Tokay es originalmente el nombre de la una región húngara donde se cultiva este especial vino dulce. Ubicada junto a las fronteras con las repúblicas de Ucrania y de Eslovaquia, con una superficie apenas superior a las cinco mil hectáreas, ya desde el siglo XVI ha sido considerada como uno de los principales atractivos de la nación magiar. Innumerables son las leyendas que se han contado por siglos de ella, en especial las que celebran las bondades de su vino homónimo. Se sabe, por ejemplo, del verdadero enamoramiento que suscitaba en el filósofo francés Voltaire, quién decía que una copa de este exquisito manjar le “vigorizaba el cerebro al mismo tiempo que estimulaba el alma”. Fue invitado inexcusable en todo gran banquete desde los tiempos renacentistas, cuando fue descubierto por los europeos occidentales, y amigo inseparable de reyes y emperadores como Alfonso XIII de España, los emperadores Carlos V de Habsburgo y Maria Teresa de Austria, de quién se ha escrito que fue su emblemática embajadora – se lo habría presentado al Papa Benedicto XIV, que, lleno de gozo, exclamó: “Bendita sea la tierra que te vio nacer, Bendita sea la Dama que te trajo aquí y bendito sea yo que te pude probar”. El mismísimo Zar Pedro el Grande de Rusia y su sucesora, Catalina, aparecen en el largo listados de los amigos “históricos” del Tokay. Literalmente endiosado por poetas de la talla de Goethe y amado por músicos y artistas en general, lo cierto es que Tokay llego a ser simplemente sinónimo de placer y nobleza para todo aquél que por fortuna se haya cruzado en su camino con una de estas esquivas y pequeñas botellas.

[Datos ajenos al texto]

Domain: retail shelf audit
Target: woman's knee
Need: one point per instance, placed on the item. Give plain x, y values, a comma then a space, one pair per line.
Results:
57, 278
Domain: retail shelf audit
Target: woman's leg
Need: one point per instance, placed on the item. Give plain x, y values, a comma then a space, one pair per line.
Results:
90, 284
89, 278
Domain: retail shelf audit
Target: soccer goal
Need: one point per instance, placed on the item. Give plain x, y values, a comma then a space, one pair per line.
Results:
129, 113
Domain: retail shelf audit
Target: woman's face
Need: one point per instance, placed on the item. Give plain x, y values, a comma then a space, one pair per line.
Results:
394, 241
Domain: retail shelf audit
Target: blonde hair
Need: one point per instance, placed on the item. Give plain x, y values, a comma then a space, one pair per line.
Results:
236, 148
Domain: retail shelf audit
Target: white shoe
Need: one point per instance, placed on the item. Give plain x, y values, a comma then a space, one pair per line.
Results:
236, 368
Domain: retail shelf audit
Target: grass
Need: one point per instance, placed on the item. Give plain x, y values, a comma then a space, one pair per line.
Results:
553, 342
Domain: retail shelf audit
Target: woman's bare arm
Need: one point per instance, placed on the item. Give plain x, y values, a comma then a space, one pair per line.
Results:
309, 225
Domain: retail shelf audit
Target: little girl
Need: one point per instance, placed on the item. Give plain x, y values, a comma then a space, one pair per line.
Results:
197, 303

Posiblemente el origen de la leyenda que acompaña al Tokay por el mundo está íntimamente relacionada con la forma misma en que se produce. En efecto, este tipo de vino dulce es el primero del que se tiene noticia elaborado a partir de uvas atacadas por la “podredumbre noble” o botritis cenerea, base con la cual se produce también nuestro conocido late harvest. Dos siglos antes que en Francia se descubriera este método con el cual se producen los vinos de Sauternes, y mucho antes que en Austria y Alemania se comenzase a producir los vinos de trockenbeerauslese o bien que en España y Portugal se hicieran famosos los vinos de Jerez y Oporto, en la región húngara de Tokay ya se utilizaba este singular método.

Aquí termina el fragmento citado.